The Impact of LLM Design on the Structural and Semantic Consistency of Generated Outputs

Master Theses Digi 2026

The Impact of LLM Design on the Structural and Semantic  Consistency of Generated Outputs
Conceptual illustration of consistency stabilization and drift in LLM architectures. Generated using OpenAI image generation tools.


Topic

This Master’s thesis investigates how Large Language Model (LLM) design variations influence the structural and semantic consistency of generated outputs. The study compares a Dense architecture (Gemma 4 31B IT) and a Mixture-of-Experts (MoE) architecture (Gemma 4 26B A4B IT) to examine whether differences in model architecture affect how consistently LLMs organize information, preserve meaning, and maintain stable outputs across repeated prompting conditions. The research further explores how prompt structure and attentional guidance influence consistent behaviour in AI-generated responses.

Relevance

As LLMs become increasingly integrated into decision-support systems, communication tools, and information-processing environments, consistency becomes critical for reliability and user trust. Inconsistent outputs across similar prompts may reduce confidence in AI-generated information, particularly in high-stakes fields such as healthcare, law, education, and business. While existing research has focused heavily on hallucinations and prompt engineering, limited attention has been given to how architectural design itself influences output consistency. Understanding these consistency mechanisms is important for practitioners seeking to implement trustworthy and predictable AI systems in professional environments.

Results

The findings demonstrated that both Dense and MoE architectures maintained high levels of structural and semantic consistency when explicit prompting instructions and formatting constraints were provided. Under controlled prompting conditions, architectural differences became less visible because structured prompting acted as a stabilization mechanism. More noticeable variation patterns emerged during repeated unconstrained generations, particularly in section organization, heading formulation, and semantic framing. Additionally, attentional prompting reduced structural and semantic drift across both architectures without requiring explicit formatting instructions. The study concludes that consistency is influenced not only by architecture, but also by prompt structure, attentional guidance, and generation context.

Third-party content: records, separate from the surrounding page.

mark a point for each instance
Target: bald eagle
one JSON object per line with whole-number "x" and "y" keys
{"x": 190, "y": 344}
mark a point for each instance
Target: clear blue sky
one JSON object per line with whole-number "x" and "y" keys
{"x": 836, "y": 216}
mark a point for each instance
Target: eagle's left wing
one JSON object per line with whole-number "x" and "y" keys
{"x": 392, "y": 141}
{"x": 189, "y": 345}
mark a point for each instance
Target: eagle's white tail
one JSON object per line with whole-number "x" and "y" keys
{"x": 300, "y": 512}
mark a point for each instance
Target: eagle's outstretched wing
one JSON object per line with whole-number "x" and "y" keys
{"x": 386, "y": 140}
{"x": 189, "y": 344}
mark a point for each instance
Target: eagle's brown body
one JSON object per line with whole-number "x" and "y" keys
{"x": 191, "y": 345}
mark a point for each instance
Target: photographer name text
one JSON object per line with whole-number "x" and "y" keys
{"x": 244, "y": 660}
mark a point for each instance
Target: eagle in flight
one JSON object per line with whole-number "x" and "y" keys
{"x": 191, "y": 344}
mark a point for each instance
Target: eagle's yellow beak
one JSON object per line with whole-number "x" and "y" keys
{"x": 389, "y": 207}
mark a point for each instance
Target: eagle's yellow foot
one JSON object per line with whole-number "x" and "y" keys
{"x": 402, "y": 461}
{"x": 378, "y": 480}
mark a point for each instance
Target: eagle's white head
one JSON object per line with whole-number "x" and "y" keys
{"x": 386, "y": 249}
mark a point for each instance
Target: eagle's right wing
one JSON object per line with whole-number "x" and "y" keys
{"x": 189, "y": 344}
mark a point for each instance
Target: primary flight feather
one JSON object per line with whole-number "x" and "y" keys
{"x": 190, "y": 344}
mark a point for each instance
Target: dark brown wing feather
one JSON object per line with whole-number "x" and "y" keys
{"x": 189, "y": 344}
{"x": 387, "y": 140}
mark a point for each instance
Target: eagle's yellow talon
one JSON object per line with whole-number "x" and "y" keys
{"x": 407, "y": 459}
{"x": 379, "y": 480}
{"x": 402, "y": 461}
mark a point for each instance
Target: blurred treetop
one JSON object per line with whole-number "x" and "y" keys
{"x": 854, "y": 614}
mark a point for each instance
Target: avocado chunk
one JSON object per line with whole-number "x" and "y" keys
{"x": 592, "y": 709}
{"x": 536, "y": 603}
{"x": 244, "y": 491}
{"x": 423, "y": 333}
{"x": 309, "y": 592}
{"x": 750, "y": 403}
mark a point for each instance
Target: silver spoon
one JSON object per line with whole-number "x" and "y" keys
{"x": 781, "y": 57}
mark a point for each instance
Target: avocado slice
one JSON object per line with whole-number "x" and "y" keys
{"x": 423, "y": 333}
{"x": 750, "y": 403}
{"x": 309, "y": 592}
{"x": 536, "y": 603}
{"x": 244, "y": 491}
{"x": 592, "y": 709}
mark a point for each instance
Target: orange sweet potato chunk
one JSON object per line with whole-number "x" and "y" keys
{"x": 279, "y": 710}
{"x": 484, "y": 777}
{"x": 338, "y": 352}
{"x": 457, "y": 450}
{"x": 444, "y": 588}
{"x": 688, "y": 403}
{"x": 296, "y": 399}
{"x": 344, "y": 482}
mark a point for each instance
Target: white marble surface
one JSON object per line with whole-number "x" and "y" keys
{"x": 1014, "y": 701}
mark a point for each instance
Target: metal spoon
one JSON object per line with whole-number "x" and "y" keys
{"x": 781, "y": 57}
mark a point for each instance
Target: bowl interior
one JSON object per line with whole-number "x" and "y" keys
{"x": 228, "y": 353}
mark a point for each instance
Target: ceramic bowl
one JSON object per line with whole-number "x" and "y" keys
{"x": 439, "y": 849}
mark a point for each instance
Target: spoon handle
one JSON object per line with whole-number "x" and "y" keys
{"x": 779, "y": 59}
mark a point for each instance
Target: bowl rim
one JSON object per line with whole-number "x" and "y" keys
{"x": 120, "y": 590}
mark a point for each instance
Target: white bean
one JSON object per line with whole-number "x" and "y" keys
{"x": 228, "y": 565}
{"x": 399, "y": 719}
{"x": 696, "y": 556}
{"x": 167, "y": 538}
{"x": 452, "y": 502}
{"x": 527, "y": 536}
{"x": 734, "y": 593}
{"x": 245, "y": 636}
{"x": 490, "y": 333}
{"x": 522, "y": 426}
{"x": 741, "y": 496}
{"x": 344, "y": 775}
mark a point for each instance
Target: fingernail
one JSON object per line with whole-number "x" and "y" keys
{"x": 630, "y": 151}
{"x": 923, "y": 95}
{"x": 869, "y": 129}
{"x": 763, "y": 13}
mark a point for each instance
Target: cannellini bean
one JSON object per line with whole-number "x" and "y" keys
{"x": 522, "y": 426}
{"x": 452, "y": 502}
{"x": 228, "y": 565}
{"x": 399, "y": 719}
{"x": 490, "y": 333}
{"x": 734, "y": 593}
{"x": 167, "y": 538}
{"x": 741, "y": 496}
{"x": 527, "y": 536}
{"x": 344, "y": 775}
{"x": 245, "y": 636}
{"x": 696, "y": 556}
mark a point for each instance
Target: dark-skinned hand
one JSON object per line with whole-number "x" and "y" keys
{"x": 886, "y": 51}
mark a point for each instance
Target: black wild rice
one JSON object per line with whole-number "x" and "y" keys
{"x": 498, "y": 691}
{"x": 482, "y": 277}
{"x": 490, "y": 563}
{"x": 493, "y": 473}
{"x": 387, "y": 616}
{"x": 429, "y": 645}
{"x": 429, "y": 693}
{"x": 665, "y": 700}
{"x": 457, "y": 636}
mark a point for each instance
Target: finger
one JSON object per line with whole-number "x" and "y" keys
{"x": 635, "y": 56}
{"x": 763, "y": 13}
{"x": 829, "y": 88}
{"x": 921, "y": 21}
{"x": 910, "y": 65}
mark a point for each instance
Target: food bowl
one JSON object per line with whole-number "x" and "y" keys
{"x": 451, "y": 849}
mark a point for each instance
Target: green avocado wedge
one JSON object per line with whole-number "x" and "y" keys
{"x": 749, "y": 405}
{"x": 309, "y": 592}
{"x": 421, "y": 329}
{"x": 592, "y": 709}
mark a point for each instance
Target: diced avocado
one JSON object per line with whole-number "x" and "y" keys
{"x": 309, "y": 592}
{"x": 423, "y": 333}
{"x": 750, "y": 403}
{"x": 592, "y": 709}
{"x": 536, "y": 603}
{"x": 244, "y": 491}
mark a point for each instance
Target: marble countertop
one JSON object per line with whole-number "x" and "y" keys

Implications for Practitioners

  • Structured prompting and explicit instructions can significantly improve consistency in AI-generated outputs.
  • Prompt design itself may function as a stabilization mechanism that reduces unpredictable variation.
  • Researchers evaluating LLM consistency should consider not only model architecture, but also prompting strategies and interaction design.
  • Repeated unconstrained generations may introduce section-level drift and semantic variation that can influence reliability in professional environments.
  • Attentional guidance techniques may help improve output stability without requiring rigid formatting constraints.

Methods

The thesis applied an iterative quasi-experimental research design consisting of three interconnected experimental phases. Two open-weight Gemma models from the same model family were compared: the Dense model Gemma 4 31B IT and the Mixture-of-Experts model Gemma 4 26B A4B IT. The first experimental phase examined structural and semantic consistency using systematic prompt variations across 25 prompts per model. The second phase explored recurring variation patterns through repeated unconstrained generations using a custom Replit-based prompting application. The third phase investigated whether attentional prompting improved consistency behaviour across repeated outputs. Generated outputs were evaluated using human evaluation, rubric-based scoring, GPT-5 LLM-as-a-judge evaluation, and Gemini 2.5-supported pattern analysis.